Hannah Arendt o la filósofa que quiso comprender el mal

Esta semana se estrena ‘Hannah Arendt’, una película dirigida por Margarethe von Trotta y protagonizada por Barbara Sukowa. En ella se narra el momento en el que Arendt decide acudir a Jerusalén para cubrir el juicio contra Adolf Eichmann, teniente coronel nazi encargado del transporte de los judíos a los campos de exterminio, y las consecuencias que tuvo que afrontar tras la publicación de sus ideas.poster-hannah-arendt

Hannah Arendt (1906-1975) fue una judía nacida en Alemania o una alemana de origen judío. En todo caso, profundamente marcada por sus dos identidades. También por su pasión de juventud, el filósofo alemán Martin Heidegger (1889-1976). Arendt tuvo que huir de su país y exiliarse a Estados Unidos para poder salvarse de la persecución nazi, no sin antes estar encarcelada en un campo de internamiento en el Sur de Francia.

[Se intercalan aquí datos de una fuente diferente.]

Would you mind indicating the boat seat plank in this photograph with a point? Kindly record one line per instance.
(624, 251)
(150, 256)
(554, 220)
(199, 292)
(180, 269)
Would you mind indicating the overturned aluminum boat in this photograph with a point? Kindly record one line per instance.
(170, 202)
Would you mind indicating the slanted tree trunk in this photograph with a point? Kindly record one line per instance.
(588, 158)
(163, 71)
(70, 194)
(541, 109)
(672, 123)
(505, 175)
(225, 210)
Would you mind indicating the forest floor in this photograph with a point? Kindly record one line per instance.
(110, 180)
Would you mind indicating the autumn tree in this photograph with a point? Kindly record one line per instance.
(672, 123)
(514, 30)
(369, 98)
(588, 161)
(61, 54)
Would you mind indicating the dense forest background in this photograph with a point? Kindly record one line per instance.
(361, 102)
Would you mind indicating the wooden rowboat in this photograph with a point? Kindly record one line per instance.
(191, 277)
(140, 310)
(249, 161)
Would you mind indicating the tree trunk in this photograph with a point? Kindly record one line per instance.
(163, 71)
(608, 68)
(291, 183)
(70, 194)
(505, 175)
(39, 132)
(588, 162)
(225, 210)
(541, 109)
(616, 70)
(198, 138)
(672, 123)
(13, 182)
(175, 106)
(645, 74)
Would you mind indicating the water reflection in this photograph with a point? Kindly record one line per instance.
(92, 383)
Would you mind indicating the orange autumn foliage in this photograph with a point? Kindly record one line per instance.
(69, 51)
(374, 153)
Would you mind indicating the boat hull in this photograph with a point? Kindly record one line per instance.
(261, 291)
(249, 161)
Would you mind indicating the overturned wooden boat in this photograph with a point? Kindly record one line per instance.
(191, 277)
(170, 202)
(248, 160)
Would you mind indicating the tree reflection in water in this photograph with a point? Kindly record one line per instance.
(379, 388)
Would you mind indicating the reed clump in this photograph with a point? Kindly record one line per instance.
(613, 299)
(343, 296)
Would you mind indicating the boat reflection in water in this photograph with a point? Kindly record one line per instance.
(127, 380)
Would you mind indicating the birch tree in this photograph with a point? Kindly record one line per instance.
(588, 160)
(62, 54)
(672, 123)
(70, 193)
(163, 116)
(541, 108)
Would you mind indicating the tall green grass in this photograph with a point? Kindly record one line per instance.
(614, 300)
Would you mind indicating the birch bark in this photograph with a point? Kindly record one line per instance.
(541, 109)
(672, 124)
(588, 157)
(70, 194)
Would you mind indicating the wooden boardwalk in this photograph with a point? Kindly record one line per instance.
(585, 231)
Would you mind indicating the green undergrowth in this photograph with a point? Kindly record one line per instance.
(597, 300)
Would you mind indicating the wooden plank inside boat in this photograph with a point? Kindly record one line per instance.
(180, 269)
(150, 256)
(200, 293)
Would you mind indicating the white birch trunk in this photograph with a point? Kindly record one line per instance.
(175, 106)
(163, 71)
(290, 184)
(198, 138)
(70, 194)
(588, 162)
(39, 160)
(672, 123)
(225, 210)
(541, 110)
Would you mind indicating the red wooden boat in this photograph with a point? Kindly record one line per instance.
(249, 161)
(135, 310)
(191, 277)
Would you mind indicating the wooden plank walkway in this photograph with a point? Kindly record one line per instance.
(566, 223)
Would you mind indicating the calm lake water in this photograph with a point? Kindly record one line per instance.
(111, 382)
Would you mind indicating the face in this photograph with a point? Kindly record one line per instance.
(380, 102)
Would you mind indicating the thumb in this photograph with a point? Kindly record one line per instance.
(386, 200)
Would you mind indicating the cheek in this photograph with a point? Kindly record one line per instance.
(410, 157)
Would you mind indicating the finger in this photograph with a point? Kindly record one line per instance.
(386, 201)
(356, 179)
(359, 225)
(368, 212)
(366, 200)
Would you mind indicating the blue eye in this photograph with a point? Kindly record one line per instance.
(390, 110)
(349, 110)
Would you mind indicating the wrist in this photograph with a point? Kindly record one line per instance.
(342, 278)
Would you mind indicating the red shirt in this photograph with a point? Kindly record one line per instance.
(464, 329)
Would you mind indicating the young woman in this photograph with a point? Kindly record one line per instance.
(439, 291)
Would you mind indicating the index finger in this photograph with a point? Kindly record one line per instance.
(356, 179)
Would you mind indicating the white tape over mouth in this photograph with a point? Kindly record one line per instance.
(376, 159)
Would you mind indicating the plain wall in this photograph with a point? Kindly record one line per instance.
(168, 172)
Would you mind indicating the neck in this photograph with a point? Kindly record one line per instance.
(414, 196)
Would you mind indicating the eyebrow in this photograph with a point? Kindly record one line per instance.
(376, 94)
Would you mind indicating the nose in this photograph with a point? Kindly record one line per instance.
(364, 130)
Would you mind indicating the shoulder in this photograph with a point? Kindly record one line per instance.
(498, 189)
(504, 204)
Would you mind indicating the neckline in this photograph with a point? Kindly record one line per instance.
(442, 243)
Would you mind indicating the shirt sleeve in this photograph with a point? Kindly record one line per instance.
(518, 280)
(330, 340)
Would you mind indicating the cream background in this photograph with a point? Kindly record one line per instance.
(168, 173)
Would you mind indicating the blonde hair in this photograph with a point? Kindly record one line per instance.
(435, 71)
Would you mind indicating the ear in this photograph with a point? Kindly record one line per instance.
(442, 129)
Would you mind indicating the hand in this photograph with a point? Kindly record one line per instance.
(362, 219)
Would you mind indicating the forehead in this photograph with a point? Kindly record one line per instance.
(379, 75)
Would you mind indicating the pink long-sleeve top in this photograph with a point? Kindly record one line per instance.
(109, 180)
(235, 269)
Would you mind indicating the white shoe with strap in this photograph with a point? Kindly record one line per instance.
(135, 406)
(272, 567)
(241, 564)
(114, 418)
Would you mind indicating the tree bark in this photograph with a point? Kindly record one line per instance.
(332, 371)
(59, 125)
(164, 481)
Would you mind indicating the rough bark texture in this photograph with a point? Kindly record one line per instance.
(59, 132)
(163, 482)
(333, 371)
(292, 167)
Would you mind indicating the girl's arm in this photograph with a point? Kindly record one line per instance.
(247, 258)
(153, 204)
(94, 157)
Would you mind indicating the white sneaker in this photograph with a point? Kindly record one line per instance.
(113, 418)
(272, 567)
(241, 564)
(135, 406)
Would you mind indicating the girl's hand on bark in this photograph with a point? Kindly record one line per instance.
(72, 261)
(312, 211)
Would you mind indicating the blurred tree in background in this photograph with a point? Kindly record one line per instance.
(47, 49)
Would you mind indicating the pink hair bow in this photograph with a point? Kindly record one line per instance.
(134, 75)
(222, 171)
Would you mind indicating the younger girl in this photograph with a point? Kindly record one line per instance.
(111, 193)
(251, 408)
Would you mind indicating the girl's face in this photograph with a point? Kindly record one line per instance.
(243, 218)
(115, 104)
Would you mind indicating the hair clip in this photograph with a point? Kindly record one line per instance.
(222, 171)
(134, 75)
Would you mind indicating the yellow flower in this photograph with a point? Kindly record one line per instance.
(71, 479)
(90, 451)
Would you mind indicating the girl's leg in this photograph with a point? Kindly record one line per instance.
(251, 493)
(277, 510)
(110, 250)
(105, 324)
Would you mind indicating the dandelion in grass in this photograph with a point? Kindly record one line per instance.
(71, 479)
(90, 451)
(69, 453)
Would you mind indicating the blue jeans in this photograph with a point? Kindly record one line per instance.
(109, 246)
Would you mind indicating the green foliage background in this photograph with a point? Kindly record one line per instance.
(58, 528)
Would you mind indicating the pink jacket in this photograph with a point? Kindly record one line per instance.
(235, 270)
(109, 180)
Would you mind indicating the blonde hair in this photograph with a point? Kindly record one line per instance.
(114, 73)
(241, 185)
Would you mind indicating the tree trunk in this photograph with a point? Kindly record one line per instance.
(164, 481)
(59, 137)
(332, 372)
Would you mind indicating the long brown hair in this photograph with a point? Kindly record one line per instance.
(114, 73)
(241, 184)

El largometraje refleja muy bien cómo Arendt no puede comprender cómo ni por qué una nación tan cultivada como Alemania pudo cometer semejantes barbaridades. En un primer momento, postula  la existencia de un “mal radical”, algo tan profundo y oscuro que ni puede perdonarse ni castigarse.

La cobertura del juicio a Eichmann en 1961 le hará cambiar de opinión. Allí no ve a un monstruo, sino a un burócrata irreflexivo que se limitaba a cumplir órdenes, sin pensar en el sentido o las consecuencias de sus acciones. Entonces hablará del “mal banal”, un mal difícilmente perceptible pero que termina pudriéndolo todo, como lo haría un gusano con una manzana.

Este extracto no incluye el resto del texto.